Face a essa circunstância a única medida que conseguem imaginar é a medida limitativa de que ninguém seja melhor do que o existente e assim a mediocridade não será evidente.
A mediocridade só se torna evidente se à sua volta surgirem aspectos superiores, caso contrário se ela apenas estiver rodeada de iguais ou menores ela será sem dúvida a melhor.

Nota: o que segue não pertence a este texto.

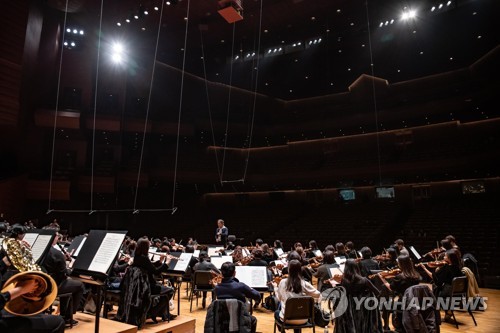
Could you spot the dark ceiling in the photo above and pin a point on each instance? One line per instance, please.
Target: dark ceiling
(353, 33)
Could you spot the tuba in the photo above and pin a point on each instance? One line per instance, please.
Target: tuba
(44, 295)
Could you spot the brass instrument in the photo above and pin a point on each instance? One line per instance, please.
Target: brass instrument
(20, 256)
(35, 302)
(216, 278)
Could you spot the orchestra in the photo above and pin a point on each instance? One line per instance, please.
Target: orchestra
(388, 274)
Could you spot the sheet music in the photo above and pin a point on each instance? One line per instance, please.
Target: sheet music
(106, 253)
(183, 262)
(218, 261)
(340, 260)
(214, 251)
(30, 238)
(415, 253)
(79, 247)
(41, 243)
(253, 276)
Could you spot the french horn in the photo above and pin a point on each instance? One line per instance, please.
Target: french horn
(33, 303)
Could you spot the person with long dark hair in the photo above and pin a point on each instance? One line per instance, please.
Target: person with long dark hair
(365, 319)
(293, 286)
(398, 284)
(141, 260)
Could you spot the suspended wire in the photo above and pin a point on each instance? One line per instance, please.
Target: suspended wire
(254, 95)
(180, 106)
(209, 107)
(228, 105)
(57, 109)
(95, 107)
(148, 106)
(375, 108)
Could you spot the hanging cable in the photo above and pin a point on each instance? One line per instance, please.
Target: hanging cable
(228, 105)
(180, 108)
(209, 107)
(247, 159)
(49, 209)
(375, 108)
(147, 108)
(95, 108)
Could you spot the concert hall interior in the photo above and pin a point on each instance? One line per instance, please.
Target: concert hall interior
(327, 120)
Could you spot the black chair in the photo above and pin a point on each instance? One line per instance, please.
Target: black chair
(459, 287)
(202, 282)
(297, 308)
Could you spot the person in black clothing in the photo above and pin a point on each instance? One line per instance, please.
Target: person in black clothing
(55, 265)
(205, 265)
(27, 324)
(398, 285)
(322, 274)
(142, 261)
(367, 264)
(365, 319)
(230, 288)
(443, 276)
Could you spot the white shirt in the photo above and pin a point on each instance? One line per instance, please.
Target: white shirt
(282, 294)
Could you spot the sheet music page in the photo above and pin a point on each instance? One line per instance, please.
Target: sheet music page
(30, 238)
(417, 255)
(106, 253)
(41, 243)
(79, 247)
(340, 260)
(214, 251)
(252, 276)
(183, 262)
(218, 261)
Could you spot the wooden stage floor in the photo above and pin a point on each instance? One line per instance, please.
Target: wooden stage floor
(487, 321)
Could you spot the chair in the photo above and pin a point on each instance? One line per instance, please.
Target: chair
(228, 315)
(459, 287)
(297, 308)
(201, 283)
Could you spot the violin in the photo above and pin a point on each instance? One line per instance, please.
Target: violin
(387, 274)
(434, 264)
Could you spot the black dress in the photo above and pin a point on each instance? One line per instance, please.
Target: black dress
(360, 320)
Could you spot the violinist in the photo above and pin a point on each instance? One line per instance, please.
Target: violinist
(390, 259)
(340, 250)
(406, 278)
(367, 264)
(400, 245)
(350, 250)
(323, 271)
(355, 319)
(205, 265)
(444, 275)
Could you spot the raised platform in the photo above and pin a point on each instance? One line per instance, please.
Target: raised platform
(86, 324)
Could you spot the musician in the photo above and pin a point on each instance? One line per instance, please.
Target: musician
(29, 324)
(363, 319)
(55, 265)
(367, 264)
(221, 233)
(230, 288)
(398, 284)
(323, 271)
(350, 250)
(400, 244)
(205, 265)
(141, 260)
(293, 286)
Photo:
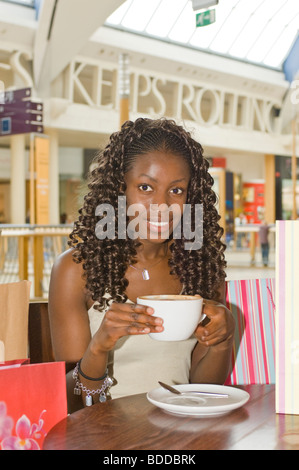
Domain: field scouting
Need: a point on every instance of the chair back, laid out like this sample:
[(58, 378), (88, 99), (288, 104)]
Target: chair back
[(14, 304), (40, 343), (252, 304)]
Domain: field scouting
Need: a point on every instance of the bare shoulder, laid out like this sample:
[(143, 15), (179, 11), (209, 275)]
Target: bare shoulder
[(67, 280)]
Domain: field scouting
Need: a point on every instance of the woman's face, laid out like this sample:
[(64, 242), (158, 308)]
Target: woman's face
[(156, 191)]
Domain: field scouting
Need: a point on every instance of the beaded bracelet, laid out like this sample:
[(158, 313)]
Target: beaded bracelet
[(91, 378), (103, 391)]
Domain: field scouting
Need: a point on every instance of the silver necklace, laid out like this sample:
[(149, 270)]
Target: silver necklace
[(144, 271)]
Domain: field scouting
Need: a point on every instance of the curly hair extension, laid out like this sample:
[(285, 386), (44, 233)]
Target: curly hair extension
[(105, 261)]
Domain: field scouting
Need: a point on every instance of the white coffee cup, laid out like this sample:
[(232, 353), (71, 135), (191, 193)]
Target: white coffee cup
[(180, 313)]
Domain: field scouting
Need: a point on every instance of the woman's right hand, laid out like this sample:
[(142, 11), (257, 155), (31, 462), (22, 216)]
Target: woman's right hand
[(125, 320)]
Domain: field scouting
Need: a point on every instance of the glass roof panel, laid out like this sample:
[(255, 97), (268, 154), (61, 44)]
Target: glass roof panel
[(165, 17), (257, 31)]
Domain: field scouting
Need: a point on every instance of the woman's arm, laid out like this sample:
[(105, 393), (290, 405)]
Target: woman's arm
[(71, 337), (212, 355), (70, 331)]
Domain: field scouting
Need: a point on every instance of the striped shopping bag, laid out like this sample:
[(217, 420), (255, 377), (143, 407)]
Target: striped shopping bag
[(253, 358), (287, 316)]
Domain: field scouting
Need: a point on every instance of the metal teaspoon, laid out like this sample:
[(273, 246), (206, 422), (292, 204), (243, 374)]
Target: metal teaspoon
[(177, 392)]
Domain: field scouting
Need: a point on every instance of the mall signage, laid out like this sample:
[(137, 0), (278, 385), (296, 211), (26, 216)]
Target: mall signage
[(19, 115)]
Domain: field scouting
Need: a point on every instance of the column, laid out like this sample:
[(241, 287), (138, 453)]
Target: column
[(18, 179), (270, 188), (124, 87), (54, 216)]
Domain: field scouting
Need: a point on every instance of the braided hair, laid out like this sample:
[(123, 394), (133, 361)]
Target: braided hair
[(105, 262)]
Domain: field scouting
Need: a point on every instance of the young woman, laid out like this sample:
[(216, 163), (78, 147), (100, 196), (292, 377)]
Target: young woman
[(155, 169)]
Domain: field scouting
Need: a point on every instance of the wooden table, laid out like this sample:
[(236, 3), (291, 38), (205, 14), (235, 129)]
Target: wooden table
[(133, 423)]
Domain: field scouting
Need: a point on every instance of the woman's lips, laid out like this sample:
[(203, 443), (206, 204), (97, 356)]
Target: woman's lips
[(159, 227)]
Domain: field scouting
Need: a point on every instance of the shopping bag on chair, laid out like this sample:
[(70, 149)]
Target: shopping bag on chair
[(32, 401)]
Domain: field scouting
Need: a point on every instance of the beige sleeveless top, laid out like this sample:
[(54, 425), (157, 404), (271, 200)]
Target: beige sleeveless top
[(139, 362)]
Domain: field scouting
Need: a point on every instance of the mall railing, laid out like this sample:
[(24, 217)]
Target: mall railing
[(28, 252)]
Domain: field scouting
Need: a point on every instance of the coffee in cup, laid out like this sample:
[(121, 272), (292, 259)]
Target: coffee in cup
[(180, 314)]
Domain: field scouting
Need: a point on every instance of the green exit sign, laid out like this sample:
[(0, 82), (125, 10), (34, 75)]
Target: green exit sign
[(205, 17)]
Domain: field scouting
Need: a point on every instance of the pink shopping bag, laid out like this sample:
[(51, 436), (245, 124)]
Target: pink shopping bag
[(32, 401)]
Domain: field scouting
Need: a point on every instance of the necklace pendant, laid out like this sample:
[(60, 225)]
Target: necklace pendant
[(145, 275)]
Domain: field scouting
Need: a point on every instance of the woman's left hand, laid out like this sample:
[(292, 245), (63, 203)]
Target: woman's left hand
[(218, 327)]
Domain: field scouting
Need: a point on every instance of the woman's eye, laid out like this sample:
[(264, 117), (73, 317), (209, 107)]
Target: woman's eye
[(145, 187), (177, 191)]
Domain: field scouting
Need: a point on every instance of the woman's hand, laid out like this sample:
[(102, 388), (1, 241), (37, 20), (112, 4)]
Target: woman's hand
[(123, 320), (218, 327)]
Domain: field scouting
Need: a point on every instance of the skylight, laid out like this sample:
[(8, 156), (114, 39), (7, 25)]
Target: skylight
[(256, 31)]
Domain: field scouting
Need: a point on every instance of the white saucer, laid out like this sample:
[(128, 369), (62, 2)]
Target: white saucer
[(198, 405)]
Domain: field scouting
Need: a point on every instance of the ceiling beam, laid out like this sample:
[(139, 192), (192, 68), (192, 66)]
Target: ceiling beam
[(64, 28)]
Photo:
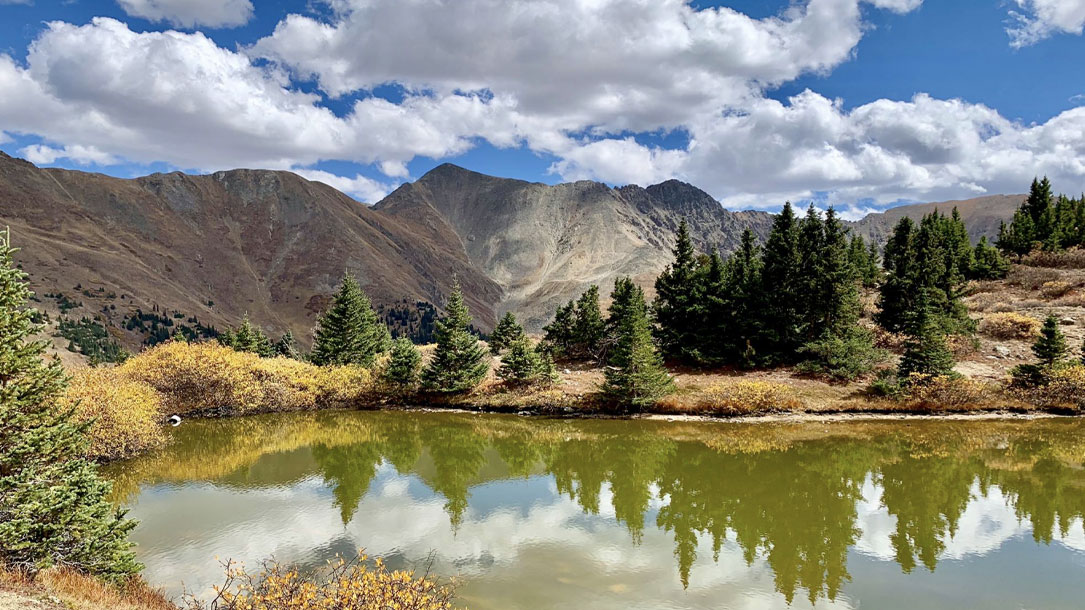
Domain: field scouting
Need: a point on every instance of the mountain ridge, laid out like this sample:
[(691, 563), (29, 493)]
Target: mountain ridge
[(272, 244)]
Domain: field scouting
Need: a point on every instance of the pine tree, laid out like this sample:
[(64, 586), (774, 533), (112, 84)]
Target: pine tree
[(559, 334), (404, 364), (521, 364), (54, 508), (677, 296), (588, 326), (286, 346), (987, 263), (506, 331), (349, 332), (635, 377), (459, 364), (1050, 346), (782, 283), (896, 295), (926, 353)]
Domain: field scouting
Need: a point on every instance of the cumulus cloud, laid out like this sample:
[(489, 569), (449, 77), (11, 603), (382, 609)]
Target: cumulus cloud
[(570, 78), (83, 155), (1042, 18), (191, 13)]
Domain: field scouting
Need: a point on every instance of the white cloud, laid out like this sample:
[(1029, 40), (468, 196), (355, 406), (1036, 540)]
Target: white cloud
[(191, 13), (359, 187), (84, 155), (1042, 18), (570, 78)]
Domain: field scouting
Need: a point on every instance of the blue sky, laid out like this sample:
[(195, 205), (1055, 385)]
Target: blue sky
[(863, 103)]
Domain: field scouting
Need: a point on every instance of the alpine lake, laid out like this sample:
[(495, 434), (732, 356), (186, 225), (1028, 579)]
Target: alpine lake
[(532, 513)]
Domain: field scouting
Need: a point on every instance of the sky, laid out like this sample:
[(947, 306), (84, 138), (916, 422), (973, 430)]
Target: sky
[(857, 103)]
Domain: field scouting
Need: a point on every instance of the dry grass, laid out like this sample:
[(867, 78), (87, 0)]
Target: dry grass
[(1031, 278), (1009, 325), (1056, 289), (79, 592), (734, 398), (942, 394), (1073, 258)]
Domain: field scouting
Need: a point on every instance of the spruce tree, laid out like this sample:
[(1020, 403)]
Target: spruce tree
[(926, 352), (987, 263), (1050, 346), (896, 295), (677, 296), (459, 364), (588, 326), (54, 508), (521, 365), (349, 332), (782, 283), (635, 376), (506, 331), (404, 364), (559, 333)]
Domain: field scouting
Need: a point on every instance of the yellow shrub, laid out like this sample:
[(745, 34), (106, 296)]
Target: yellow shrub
[(1009, 326), (947, 394), (207, 377), (741, 397), (1066, 389), (126, 412), (341, 585), (1055, 289)]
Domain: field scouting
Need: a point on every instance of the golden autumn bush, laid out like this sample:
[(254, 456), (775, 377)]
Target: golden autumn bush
[(343, 585), (947, 393), (126, 414), (737, 397), (1009, 325)]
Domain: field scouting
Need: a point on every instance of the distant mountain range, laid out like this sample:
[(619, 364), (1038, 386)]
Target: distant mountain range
[(273, 245)]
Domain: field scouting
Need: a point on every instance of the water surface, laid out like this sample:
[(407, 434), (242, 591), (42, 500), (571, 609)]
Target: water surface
[(548, 513)]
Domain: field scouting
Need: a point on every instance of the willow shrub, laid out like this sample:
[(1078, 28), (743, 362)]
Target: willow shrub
[(207, 377), (126, 414), (343, 585)]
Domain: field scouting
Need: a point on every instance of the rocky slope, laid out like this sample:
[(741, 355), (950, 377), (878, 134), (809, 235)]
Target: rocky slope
[(273, 245)]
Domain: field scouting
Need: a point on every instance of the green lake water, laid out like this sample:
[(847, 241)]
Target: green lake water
[(581, 513)]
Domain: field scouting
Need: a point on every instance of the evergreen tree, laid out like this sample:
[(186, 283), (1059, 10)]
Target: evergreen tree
[(286, 346), (558, 334), (635, 377), (404, 364), (780, 276), (588, 326), (349, 332), (250, 338), (677, 299), (459, 364), (54, 508), (843, 348), (1050, 346), (926, 352), (987, 263), (506, 331), (521, 365)]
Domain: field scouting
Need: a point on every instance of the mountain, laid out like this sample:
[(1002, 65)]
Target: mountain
[(215, 248), (273, 245), (981, 215), (545, 244)]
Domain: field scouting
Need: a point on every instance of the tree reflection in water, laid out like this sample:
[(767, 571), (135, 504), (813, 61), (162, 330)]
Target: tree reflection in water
[(786, 493)]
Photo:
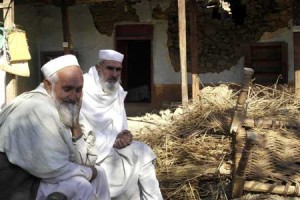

A um passo de uma entrevista, José Morais afirma acerca do construtivismo no Brasil e igualmente em Portugal, o que a seguir se transcreve:
"(...) No Brasil há uma espécie de imperialismo de uma corrente que se chama construtivista e que tem pouco conhecimento científico. Na verdade, se funda em teorias que foram importantes numa época, mas que atualmente perderam a importância porque o trabalho experimental mostrou que na realidade não tem essa importância que se julgava. Eu acredito nos fatos, nos dados experimentais quando são bem construídos, e portanto, bem analisados. Eu desconfio das afirmações baseadas em impressões e intuição. Todas as nossas intuições devem passar por um exame experimental. A partir de uma hipótese, criamos uma situação que vai nos permitir dizer se a hipótese é boa ou não. A psicolingüística, atualmente se desenvolveu muito, justamente porque ela seguiu esse método científico. E os resultados disponíveis permitem fazer pensar que essa corrente do construtivismo que é baseada nas idéias do Piaget – que foi um grande psicólogo do desenvolvimento, mas trabalhou em uma outra época e as coisas não param, atualmente não tem base científica - aquilo que dizemos hoje, provavelmente, será dito diferente ou até melhor no futuro, ou quem sabe até desdito."